For those of you that may not have been paying attention the EU directive on data retention comes into force today. This means that from today your ISP will be required by law (The Data Retention (EC Directive) Regulations 2009) to retain data regarding your use of “internet access, internet e-mail or internet telephony” for a year and make it available to the government on request. Technically the regulations use the wonderfully imprecise phrase:

(a) in specific cases, and
(b) in circumstances in which disclosure of the data is permitted or required by law.

so I think on request is probably a fair interpretation.

Ignoring the much simpler aspects regarding telephone calls where all telephone companies must record, who you called, when and for how long as well as in the case of mobile providers your location at the time. From the internet side of things they’ll be recording:

  • your IP address
  • Access time and duration of access (This to my mind shows up pre-broadband thinking, the longer your connection is online the less useful this data).
  • Who you’ve sent email to and when
  • Who you called via internet telephony (skype etc.) and how (Unless they snoop all your traffic which isn’t required I suspect this one applies to the internet telephony provider rather than your ISP

Of course this only applies to “public communications provider” run your own servers in conjunction with some friends and then you won’t be logged, use email providers outside of the EU and you won’t be logged (well not under this law at least). If you have a broadband connection log of as little as possible to reduce the utility of the logs and don’t use your ISP for email, as at the very least you can make it harder for them to join the dots. Also of course it’s worth noting that the original directive states
This Directive relates only to data generated or processed as a consequence of a communication or a communication service
so if you use services configured not to generate logs then nothing has to be kept.

Before we blame the EU however it’s worth remembering that it was our Government that asked them to create this rule see this Telegraph article for more background. Though the directive doesn’t contrary to that article seem to actually require that they record the websites you visit. The good news is that the ISPs and Telco’s shouldn’t put up their prices because of this, the bad news is that’s because the government our using our taxes to pay them to spy on us.

Further note despite what Anna Raccoon says and the Various comments (Same article posted to two locations), there doesn’t seem to be any requirement for usage of websites to be logged, it does seem to be “only” VOIP, email and connection to the internet that is to be logged. However if you fancy some spook baiting even though it’s probably not needed or useful then the Landed underclass has some good tips.
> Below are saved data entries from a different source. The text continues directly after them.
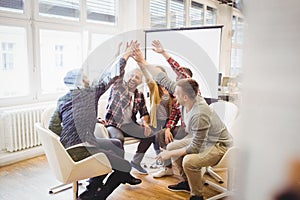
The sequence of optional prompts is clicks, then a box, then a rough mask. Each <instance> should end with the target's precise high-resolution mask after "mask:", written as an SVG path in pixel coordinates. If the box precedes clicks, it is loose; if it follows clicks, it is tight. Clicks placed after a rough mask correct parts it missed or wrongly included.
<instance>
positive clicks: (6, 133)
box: [0, 105, 46, 152]
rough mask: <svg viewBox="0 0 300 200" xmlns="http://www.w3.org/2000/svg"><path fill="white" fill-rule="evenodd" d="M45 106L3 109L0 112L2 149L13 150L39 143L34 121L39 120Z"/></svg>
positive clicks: (15, 150) (37, 121) (12, 151)
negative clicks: (0, 112)
mask: <svg viewBox="0 0 300 200" xmlns="http://www.w3.org/2000/svg"><path fill="white" fill-rule="evenodd" d="M45 107H46V105H42V106H34V107H17V108H12V109H7V110H3V111H2V112H1V113H0V120H1V131H2V134H1V135H2V136H4V143H2V150H4V151H8V152H15V151H20V150H23V149H28V148H31V147H35V146H38V145H41V142H40V140H39V138H38V134H37V131H36V130H35V128H34V123H36V122H40V121H41V115H42V112H43V110H44V109H45ZM2 138H3V137H2Z"/></svg>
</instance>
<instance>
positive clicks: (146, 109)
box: [105, 71, 149, 128]
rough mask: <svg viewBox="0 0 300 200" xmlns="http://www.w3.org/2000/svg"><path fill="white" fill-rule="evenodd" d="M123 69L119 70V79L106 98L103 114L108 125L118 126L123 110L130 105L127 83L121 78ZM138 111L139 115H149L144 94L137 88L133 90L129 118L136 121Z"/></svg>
mask: <svg viewBox="0 0 300 200" xmlns="http://www.w3.org/2000/svg"><path fill="white" fill-rule="evenodd" d="M124 74H125V71H122V72H121V75H120V77H119V79H117V80H116V81H115V83H114V85H113V87H112V89H111V91H110V95H109V98H108V105H107V110H106V115H105V120H106V121H107V124H108V126H115V127H118V128H120V126H121V125H122V123H123V121H124V118H123V117H124V115H123V113H124V111H125V109H126V108H127V107H128V106H129V105H130V94H129V90H128V86H127V85H128V83H127V82H125V81H124V80H123V78H124ZM138 112H139V114H140V117H143V116H145V115H149V113H148V110H147V107H146V101H145V98H144V94H143V93H142V92H139V91H138V90H137V89H136V90H135V91H134V99H133V109H132V117H131V119H132V120H133V121H134V122H136V120H137V119H136V115H137V113H138Z"/></svg>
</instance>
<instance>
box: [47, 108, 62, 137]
mask: <svg viewBox="0 0 300 200" xmlns="http://www.w3.org/2000/svg"><path fill="white" fill-rule="evenodd" d="M48 128H49V129H50V130H51V131H53V132H54V133H56V134H57V135H58V136H60V134H61V131H62V126H61V118H60V115H59V112H58V109H55V111H54V113H53V114H52V116H51V119H50V122H49V127H48Z"/></svg>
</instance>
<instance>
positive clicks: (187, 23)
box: [150, 0, 217, 29]
mask: <svg viewBox="0 0 300 200" xmlns="http://www.w3.org/2000/svg"><path fill="white" fill-rule="evenodd" d="M203 2H205V1H203ZM212 6H214V5H212ZM150 20H151V28H153V29H155V28H181V27H196V26H203V25H216V24H217V9H216V8H213V7H210V6H207V5H205V4H204V3H202V1H201V0H150Z"/></svg>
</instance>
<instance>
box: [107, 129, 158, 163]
mask: <svg viewBox="0 0 300 200" xmlns="http://www.w3.org/2000/svg"><path fill="white" fill-rule="evenodd" d="M107 131H108V133H109V136H110V137H111V138H115V139H118V140H120V141H121V142H122V145H124V137H134V138H138V139H140V140H141V141H140V143H139V144H138V147H137V150H136V153H135V155H134V157H133V162H134V163H136V164H140V163H141V161H142V159H143V157H144V154H145V152H146V151H147V150H148V148H149V147H150V145H151V144H152V143H153V142H154V140H155V135H152V136H150V137H146V136H145V135H144V128H143V127H142V126H140V125H137V124H135V123H131V124H124V125H122V126H121V127H120V128H117V127H114V126H109V127H107Z"/></svg>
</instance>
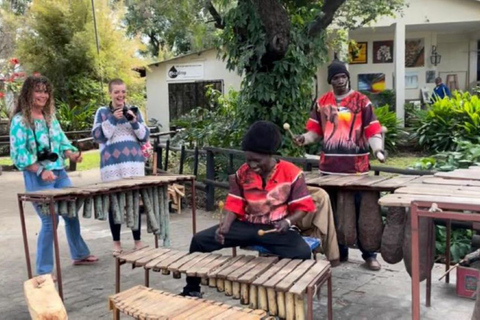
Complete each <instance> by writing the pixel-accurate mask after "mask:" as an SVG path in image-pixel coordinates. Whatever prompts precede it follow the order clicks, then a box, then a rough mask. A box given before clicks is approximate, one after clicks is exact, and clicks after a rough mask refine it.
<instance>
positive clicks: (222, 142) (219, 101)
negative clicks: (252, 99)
mask: <svg viewBox="0 0 480 320" xmlns="http://www.w3.org/2000/svg"><path fill="white" fill-rule="evenodd" d="M207 98H208V99H209V100H210V102H209V103H210V107H209V108H208V109H205V108H195V109H193V110H192V111H190V112H189V113H187V114H185V115H183V116H181V117H180V118H178V119H177V120H175V121H173V122H172V124H173V125H174V126H177V127H178V128H183V129H185V130H183V131H181V132H179V133H178V134H177V135H175V137H174V138H173V139H172V143H173V144H182V143H183V144H186V145H187V146H189V147H193V146H198V147H199V148H202V147H205V146H214V147H221V148H233V149H236V148H238V147H239V146H240V142H241V139H242V136H243V133H244V130H245V124H244V123H243V122H242V119H241V118H240V117H238V115H237V103H238V92H236V91H234V90H230V91H229V92H228V93H227V94H226V95H222V93H221V92H219V91H218V90H215V89H212V88H209V89H208V90H207Z"/></svg>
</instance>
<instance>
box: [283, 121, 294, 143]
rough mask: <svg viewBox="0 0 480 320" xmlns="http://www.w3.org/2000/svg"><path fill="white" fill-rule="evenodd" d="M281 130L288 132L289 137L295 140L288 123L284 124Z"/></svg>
mask: <svg viewBox="0 0 480 320" xmlns="http://www.w3.org/2000/svg"><path fill="white" fill-rule="evenodd" d="M283 129H285V130H286V131H288V132H289V133H290V135H291V136H292V138H293V139H295V135H294V134H293V132H292V130H290V125H289V124H288V123H286V122H285V123H284V124H283Z"/></svg>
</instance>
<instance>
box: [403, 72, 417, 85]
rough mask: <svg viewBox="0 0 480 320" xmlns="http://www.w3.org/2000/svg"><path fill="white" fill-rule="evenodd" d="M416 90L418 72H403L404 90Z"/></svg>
mask: <svg viewBox="0 0 480 320" xmlns="http://www.w3.org/2000/svg"><path fill="white" fill-rule="evenodd" d="M417 88H418V72H405V89H417Z"/></svg>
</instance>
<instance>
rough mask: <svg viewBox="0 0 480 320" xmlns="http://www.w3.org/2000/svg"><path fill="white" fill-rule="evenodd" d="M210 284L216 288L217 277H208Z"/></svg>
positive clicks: (208, 285)
mask: <svg viewBox="0 0 480 320" xmlns="http://www.w3.org/2000/svg"><path fill="white" fill-rule="evenodd" d="M208 286H209V287H210V288H215V287H216V286H217V279H215V278H208Z"/></svg>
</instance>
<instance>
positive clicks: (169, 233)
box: [162, 185, 170, 247]
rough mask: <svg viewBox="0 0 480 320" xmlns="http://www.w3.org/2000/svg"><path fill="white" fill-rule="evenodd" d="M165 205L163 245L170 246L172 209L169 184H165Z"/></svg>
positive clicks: (163, 189)
mask: <svg viewBox="0 0 480 320" xmlns="http://www.w3.org/2000/svg"><path fill="white" fill-rule="evenodd" d="M162 190H163V197H162V199H163V206H164V208H165V210H164V218H163V225H162V230H163V234H164V236H163V245H164V246H165V247H169V246H170V211H169V209H168V186H166V185H165V186H163V189H162Z"/></svg>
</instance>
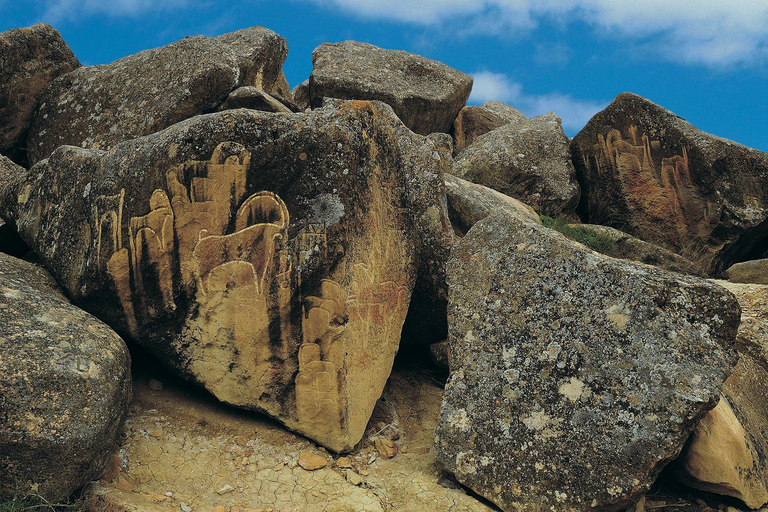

Some Tory Lords at least are concerned about how this came into effect and where it’s going.

Will update this with further commentary as I stumble upon it, and will correct my interpretation of what is to be logged if I find an explanation of why my interpretation is wrong.

Update Further commentary:
A rather poor interpretation and udnerstanding of the directive from Himmelgarten cafe (hat tip: Charlotte Gore

Update 2
In response to the article from Himmelgarten cafe linked to above it occurred to me that it might be of interest to show people what the logs being retained typically show:

2009-04-06 17:46:02 Message-id <= sendinguser@address H=sending-hostname P=esmtp S=3115
2009-04-06 17:46:02 Message-id => <receiving-user@address> R=userforward T=address_file
2009-04-06 17:46:02 Message-id Completed

The interesting bits are the time stamps and the bits in blue, the bit in red is very trivial to forge. Also when he states that “No help is being offered on paying for the additional storage space.” that would appear to be at odds with what is stated in the directive, but for small email providers it isn’t a huge burden if you only consider the disk space and not back up facilities as each message only takes in the region of 0.5 kb to log.